My understanding is that normalizing/scaling input features only helps reduce convergence time. But the algorithm should not fail to converge as a whole if the features are not normalized. Is my understanding correct?
You can check from scikit-learn's Stochastic Gradient Descent documentation that one of the disadvantages of the algorithm is that it is sensitive to feature scaling. In general, gradient based optimization algorithms converge faster on normalized data.
Also, normalization is advantageous for regression methods.
The updates to the coefficients during each step will depend on the ranges of each feature. Also, the regularization term will be affected heavily by large feature values.
SGD may converge without data normalization, but that is subjective to the data at hand. Therefore, your assumption is not correct.
Your assumption is not correct.
It's hard to answer this, because there are so many different methods/environments but i will try to mention some points.
Normalization
When some method is not scale-invariant (i think every linear-regression is not) you really should normalize your data
I take it that you are just ignoring this because of debugging / analyzing
Normalizing your data is not only relevant for convergence-time, the results will differ too (think about the effect within the loss-function; big values might effect in much more loss to small ones)!
Convergence
There is probably much to tell about convergence of many methods on normalized/non-normalized data, but your case is special:
SGD's convergence theory only guarantees convergence to some local-minimum (= global-minimum in your convex-opt problem) for some chosings of hyper-parameters (learning-rate and learning-schedule/decay)
Even optimizing normalized data can fail with SGD when those params are bad!
This is one of the most important downsides of SGD; dependence on hyper-parameters
As SGD is based on gradients and step-sizes, non-normalized data has a possibly huge effect on not achieving this convergence!
In order for sgd to converge in linear regression the step size should be smaller than 2/s where s is the largest singular value of the matrix (see the Convergence and stability in the mean section in https://en.m.wikipedia.org/wiki/Least_mean_squares_filter), in the case of ridge regression it should be less than 2*(1+p/s^2)/s where p is the ridge penalty.
Normalizing rows of the matrix (or gradients) changes the loss function to give each sample an equal weight and it changes the singular values of the matrix such that you can choose a step size near 1 (see the NLMS section in https://en.m.wikipedia.org/wiki/Least_mean_squares_filter). Depending on your data it might require smaller step sizes or allow for larger step sizes. It all depends on whether or not the normalization increases or deacreses the largest singular value of the matrix.

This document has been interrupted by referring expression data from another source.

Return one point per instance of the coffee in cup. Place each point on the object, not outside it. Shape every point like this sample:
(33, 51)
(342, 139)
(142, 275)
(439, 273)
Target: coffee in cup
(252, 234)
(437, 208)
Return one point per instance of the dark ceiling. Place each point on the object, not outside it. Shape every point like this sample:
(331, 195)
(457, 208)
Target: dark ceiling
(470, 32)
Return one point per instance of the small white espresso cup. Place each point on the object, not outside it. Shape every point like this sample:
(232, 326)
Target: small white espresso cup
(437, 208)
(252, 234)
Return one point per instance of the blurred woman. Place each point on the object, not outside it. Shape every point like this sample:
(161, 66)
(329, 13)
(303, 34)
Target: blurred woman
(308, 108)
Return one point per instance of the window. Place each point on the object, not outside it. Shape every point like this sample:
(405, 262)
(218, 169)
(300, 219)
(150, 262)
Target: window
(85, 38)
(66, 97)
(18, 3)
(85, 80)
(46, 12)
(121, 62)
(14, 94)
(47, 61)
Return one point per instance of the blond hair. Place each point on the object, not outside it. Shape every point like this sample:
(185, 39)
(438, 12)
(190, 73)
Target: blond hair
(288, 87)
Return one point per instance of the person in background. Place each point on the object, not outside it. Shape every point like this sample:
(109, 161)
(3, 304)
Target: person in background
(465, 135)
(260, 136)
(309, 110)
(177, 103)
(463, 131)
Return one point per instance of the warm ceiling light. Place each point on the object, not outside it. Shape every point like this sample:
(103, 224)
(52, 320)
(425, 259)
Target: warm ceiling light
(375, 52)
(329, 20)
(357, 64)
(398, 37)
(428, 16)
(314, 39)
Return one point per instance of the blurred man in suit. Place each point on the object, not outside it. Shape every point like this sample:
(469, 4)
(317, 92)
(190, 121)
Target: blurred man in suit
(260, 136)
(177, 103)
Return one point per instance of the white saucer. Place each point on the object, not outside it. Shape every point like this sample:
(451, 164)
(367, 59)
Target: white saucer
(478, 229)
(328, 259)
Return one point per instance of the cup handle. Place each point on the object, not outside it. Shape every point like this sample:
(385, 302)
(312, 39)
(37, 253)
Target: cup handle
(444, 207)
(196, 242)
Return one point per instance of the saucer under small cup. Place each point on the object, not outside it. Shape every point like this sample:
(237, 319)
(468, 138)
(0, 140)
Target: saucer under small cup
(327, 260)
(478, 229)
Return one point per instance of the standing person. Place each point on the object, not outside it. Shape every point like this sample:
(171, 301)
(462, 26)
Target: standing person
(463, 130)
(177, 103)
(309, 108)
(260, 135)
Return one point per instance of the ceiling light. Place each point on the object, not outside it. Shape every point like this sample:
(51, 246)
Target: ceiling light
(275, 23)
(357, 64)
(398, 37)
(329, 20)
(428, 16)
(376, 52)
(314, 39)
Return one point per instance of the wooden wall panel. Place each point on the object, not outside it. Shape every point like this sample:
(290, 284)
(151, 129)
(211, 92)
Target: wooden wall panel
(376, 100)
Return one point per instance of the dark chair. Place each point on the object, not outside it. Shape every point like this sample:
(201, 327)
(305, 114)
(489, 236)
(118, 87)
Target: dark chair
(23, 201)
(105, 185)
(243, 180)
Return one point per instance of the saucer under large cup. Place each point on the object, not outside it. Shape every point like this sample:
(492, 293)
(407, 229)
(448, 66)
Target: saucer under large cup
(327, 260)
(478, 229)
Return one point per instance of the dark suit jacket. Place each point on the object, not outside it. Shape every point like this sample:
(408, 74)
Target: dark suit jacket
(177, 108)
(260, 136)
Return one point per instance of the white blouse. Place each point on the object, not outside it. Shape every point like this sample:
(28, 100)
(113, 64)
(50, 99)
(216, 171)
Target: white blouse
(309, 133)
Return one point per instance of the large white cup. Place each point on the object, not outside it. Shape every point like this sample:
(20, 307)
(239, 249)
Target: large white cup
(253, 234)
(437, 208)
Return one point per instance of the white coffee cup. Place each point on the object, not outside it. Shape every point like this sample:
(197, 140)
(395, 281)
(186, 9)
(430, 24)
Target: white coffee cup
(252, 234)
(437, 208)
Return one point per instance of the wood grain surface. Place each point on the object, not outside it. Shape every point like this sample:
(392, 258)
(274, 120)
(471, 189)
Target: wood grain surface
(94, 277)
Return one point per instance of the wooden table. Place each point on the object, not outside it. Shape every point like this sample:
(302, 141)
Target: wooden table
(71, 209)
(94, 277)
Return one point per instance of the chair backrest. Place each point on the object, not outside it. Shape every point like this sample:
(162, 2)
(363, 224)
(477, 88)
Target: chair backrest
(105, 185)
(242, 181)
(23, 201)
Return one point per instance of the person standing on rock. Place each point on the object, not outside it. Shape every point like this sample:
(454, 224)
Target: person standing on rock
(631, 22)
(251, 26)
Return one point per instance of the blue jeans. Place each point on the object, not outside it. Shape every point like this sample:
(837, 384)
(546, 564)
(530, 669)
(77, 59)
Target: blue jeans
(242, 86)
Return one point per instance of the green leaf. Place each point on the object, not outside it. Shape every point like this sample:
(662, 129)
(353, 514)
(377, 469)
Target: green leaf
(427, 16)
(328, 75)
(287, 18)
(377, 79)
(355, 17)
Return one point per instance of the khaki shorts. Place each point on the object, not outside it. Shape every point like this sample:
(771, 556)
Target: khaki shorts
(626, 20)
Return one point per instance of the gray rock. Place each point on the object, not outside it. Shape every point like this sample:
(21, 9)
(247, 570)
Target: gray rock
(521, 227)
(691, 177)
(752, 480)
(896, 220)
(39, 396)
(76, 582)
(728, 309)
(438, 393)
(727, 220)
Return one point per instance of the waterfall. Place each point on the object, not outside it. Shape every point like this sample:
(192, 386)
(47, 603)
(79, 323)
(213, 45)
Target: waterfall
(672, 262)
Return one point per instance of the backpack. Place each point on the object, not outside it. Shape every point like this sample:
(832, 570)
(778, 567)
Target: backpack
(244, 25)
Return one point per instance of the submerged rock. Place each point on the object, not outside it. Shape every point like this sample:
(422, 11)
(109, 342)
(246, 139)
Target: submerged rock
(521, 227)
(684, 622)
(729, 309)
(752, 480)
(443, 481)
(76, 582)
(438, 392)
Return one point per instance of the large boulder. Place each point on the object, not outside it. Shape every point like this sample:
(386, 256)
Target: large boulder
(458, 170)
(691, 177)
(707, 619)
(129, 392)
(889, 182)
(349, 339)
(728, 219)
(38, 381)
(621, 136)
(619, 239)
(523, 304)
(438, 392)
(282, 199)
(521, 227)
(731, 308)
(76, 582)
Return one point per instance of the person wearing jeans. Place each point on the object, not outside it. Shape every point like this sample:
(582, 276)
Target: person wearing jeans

Note that when deciding whether or not to normalize the rows you shouldn't just think about the convergence rate (which is determined by the ratio between the largest and smallest singular values) or stability in the mean, but also about how it changes the loss function and whether or not it fits your needs because of that, sometimes it makes sense to normalize but sometimes (for example when you want to give different importance for different samples or when you think that a larger energy for the signal means better snr) it doesn't make sense to normalize.